The international brokerage Bank of America (BofA) however believes that the central government may cut auto fuel taxes by Rs 5 per litre to ease pressure on consumers as the average price of global crude oil is seen to be around $60 per barrel. “We have raised our 2021-22 fiscal deficit by 30 basis points to 7.5% of GDP, expecting a Rs5 per litre oil tax cut,” analysts at BofA said.

Stock analysts pointed out that the Rs 5 per litre tax cut could reduce the central government’s income by around Rs 71,760 crore. “This is what is holding the government back,” said an analyst.

According to BofA, the price of Indian basket of crude is currently at $62 per barrel, up from $50 per barrel in mid-December, supported by global demand recovery and voluntary production cuts from major oil exporting nations. Owing to lower demand, Indian basket of crude prices were in the range of $19-$44/barrel in the first half of 2020-21, when crude import bill fell 57% annually to $22.5 billion.

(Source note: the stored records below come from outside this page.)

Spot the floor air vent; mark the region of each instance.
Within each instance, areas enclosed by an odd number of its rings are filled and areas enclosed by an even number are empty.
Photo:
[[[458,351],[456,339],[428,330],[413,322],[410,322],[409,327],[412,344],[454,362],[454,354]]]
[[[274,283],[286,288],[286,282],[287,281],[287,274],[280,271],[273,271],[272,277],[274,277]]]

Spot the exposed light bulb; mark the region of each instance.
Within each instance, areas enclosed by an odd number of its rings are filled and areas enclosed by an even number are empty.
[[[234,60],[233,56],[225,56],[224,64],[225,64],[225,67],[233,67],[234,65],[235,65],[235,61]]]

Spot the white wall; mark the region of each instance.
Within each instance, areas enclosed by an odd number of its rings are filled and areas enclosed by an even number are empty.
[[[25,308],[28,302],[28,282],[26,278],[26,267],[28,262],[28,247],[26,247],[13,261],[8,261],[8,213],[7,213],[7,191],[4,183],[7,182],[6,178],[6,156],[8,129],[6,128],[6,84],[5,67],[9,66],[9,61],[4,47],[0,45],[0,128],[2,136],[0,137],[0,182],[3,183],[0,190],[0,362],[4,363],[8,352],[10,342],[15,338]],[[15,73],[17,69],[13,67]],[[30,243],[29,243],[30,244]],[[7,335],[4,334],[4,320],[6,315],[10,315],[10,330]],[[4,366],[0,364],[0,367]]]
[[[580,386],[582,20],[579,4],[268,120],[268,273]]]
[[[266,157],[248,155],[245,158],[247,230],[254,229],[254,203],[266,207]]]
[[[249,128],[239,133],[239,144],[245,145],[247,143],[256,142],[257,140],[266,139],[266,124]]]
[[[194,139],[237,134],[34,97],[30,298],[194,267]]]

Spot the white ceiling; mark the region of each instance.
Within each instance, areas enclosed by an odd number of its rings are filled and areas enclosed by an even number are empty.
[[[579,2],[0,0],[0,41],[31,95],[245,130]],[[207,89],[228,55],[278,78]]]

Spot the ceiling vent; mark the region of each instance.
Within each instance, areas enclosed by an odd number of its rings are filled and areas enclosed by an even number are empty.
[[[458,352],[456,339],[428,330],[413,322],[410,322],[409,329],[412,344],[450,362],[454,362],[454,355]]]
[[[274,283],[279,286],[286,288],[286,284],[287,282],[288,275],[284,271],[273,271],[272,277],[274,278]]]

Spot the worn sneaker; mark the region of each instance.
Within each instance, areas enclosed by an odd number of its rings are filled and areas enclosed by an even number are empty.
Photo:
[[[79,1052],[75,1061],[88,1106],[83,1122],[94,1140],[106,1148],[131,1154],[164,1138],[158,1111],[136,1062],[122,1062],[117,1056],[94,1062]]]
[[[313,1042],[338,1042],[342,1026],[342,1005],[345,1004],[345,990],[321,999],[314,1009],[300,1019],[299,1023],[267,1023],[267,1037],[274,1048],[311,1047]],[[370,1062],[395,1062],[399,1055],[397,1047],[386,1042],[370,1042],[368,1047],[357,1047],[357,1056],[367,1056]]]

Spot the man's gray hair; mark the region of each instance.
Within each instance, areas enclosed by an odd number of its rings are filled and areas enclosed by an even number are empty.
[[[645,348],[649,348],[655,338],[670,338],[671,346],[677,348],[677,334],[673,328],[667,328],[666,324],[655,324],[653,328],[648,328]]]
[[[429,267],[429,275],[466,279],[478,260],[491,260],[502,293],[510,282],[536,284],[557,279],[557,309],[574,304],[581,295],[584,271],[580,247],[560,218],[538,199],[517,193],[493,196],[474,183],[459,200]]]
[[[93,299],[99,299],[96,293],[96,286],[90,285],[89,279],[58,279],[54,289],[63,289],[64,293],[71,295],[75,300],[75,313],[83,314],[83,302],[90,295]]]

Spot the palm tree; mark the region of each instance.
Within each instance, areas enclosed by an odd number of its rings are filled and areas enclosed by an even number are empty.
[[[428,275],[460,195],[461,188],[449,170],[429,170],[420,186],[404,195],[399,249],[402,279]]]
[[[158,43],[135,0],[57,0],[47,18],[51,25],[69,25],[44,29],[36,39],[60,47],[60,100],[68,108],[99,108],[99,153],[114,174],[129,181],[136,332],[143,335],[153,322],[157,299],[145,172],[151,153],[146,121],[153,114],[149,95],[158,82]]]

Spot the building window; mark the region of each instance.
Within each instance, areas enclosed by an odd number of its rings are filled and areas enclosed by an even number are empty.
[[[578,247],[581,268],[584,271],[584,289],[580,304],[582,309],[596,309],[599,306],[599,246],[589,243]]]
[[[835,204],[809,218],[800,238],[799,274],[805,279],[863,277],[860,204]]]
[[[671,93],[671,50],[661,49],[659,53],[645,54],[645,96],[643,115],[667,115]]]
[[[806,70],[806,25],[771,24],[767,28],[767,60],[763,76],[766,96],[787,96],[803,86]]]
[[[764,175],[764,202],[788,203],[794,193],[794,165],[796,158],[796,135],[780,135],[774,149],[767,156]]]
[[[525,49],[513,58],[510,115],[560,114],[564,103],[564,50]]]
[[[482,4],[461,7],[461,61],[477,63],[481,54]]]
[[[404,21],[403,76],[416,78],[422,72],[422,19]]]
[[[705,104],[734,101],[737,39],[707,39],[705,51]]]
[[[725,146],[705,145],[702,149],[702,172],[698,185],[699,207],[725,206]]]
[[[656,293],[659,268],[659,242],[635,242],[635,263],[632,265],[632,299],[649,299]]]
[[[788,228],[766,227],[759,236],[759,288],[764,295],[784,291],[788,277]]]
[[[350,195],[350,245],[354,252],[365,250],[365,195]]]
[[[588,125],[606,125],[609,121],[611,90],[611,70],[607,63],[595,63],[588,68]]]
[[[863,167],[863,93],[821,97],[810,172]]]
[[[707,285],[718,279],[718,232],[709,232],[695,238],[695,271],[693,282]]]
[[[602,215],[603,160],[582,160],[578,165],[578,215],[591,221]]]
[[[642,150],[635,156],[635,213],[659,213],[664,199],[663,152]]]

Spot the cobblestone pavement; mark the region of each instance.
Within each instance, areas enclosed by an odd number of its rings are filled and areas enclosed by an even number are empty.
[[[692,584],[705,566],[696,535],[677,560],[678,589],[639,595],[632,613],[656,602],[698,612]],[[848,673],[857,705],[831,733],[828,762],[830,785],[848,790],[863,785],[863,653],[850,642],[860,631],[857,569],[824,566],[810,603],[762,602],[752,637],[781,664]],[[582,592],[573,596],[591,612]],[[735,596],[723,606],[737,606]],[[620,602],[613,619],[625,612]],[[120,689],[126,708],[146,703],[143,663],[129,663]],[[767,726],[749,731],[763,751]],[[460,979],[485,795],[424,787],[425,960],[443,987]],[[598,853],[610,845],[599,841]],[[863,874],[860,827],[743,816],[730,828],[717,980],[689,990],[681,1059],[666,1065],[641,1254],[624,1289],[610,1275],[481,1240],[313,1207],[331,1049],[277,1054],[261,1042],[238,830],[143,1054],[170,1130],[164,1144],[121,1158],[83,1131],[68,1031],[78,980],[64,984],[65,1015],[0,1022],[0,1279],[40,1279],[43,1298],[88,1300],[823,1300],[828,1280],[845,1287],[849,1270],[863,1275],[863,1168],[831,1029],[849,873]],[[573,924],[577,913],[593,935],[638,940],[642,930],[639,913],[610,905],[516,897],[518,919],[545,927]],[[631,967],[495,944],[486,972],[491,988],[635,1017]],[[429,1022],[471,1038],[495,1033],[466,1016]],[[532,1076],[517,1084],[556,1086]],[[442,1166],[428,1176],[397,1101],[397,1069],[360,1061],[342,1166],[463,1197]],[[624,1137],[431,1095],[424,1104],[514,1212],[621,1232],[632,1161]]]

The RBI Governor said around 90% of the fall in headline inflation in December was on account of the sharp movement of vegetables into double-digit deflation as prices crashed from highly elevated levels, supported by robust winter arrivals and favourable base effect.

“This trend is likely to be further buttressed by an expected bumper kharif harvest and the rising prospects of a good rabi crop. Further softening in food inflation – both substantial and durable – would, however, be dependent upon the abatement of price pressures that are currently seen in pulses, edible oils, spices, and non-alcoholic beverages,” said Das.

RBI said the bumper kharif crop, rising prospects of a good rabi harvest, larger winter arrivals of key vegetables and softer egg and poultry demand on avian flu fears are factors auguring a benign inflation outcome in the months ahead. On the other hand, price pressures may persist in respect of pulses, edible oils, spices and non-alcoholic beverages.

In the January 2021 round of RBI’s survey, inflation expectations of households softened further over a three-month ahead horizon in tandem with the moderation in food inflation. However, one-year ahead inflation expectations have remained unchanged.

The RBI has revised the projection for CPI inflation to 5.2% in fourth quarter, 2020-21, 5.2-5% in the first half of 2021-22 and 4.3% in the third quarter of 2021-22.